– Это не только для мужчин, – продолжает Ровена, опуская глаза на свой бюст. Кажется, ее переполняют эмоции; она так старается не двигать бровями, что у нее дрожат губы. – Это для меня. Я должна была подарить бюстик себе. Он у меня теперь даже не колышется. Стоит торчком, даже лифчик не нужен.
Я думаю об обвиняемых. О том, что они кричали мисс Локер. «Эй, глянь, как у нее сиськи болтаются!»
«Стоит торчком» – совсем не в ее стиле. Интересно, давно она так разговаривает?
А Ровена все не замолкает. Как будто хочет убедить себя, а не меня.
– Женщины в тренажерном зале всегда интересуются:
«А где вам делали лицо? А где вам делали бюстик?»
Словно речь идет о сумке или платье, которые каждый может сходить и купить.
Обвиняемые говорят «сиськи». Ровена говорит «бюстик». Я говорю «грудь». Я не знаю и не хочу знать, как говоришь ты. Но я точно знаю, что эти различия имеют значение.

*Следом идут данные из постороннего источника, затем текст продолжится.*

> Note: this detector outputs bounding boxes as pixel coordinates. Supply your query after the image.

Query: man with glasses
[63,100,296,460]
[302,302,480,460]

– Я считаю, это шикарный комплимент. Попробуй хотя бы ботокс, Кларисса! Если ты в ближайшее время ничего не сделаешь, то однажды утром проснешься и обнаружишь, что похожа на сдувшийся шарик.
«Она с тобой совершенно не церемонится», – говорил Генри.
«Она говорит искренне», – отвечала я.
«У вас нет ничего общего», – говорил Генри.
Быстро моргаю несколько раз, словно это может помочь мне прояснить зрение и вернуть ту Ровену, которую – как мне казалось – я знала. Ее нынешняя версия наверняка посоветовала бы Генри сделать пересадку волос. Представляю его реакцию: недоуменно-презрительно изогнутая бровь. По-моему, Генри и так красивый. Правда, мне теперь об этом рассуждать не положено: ведь он больше не мой.
– Я подумаю об этом. Ну а ты как, восстановилась после операции?
– Единственный минус – я больше не чувствую свои соски, – отвечает Ровена с легкой усмешкой человека, севшего на диету и отказавшегося от шоколада, который и раньше особо не любил.
Изо всех сил стараюсь скрыть эмоции. Я чувствую жалость и ужас от мысли, что она сама решила себя покалечить. Сама лишила себя удовольствия.
– Рубцы выглядят кошмарно, но хирург уверяет, что все заживет, – продолжает она.
И это та самая Ровена, которая плавала в море, закрыв глаза и напевая себе под нос? Качалась на волнах, воображая себя русалкой?
Я представляю себе ее соски, пришитые, как пуговицы, и окруженные темным ореолом. Мои собственные отзываются легким покалыванием.
– Конечно, заживут. Ясно, что тут просто нужно время.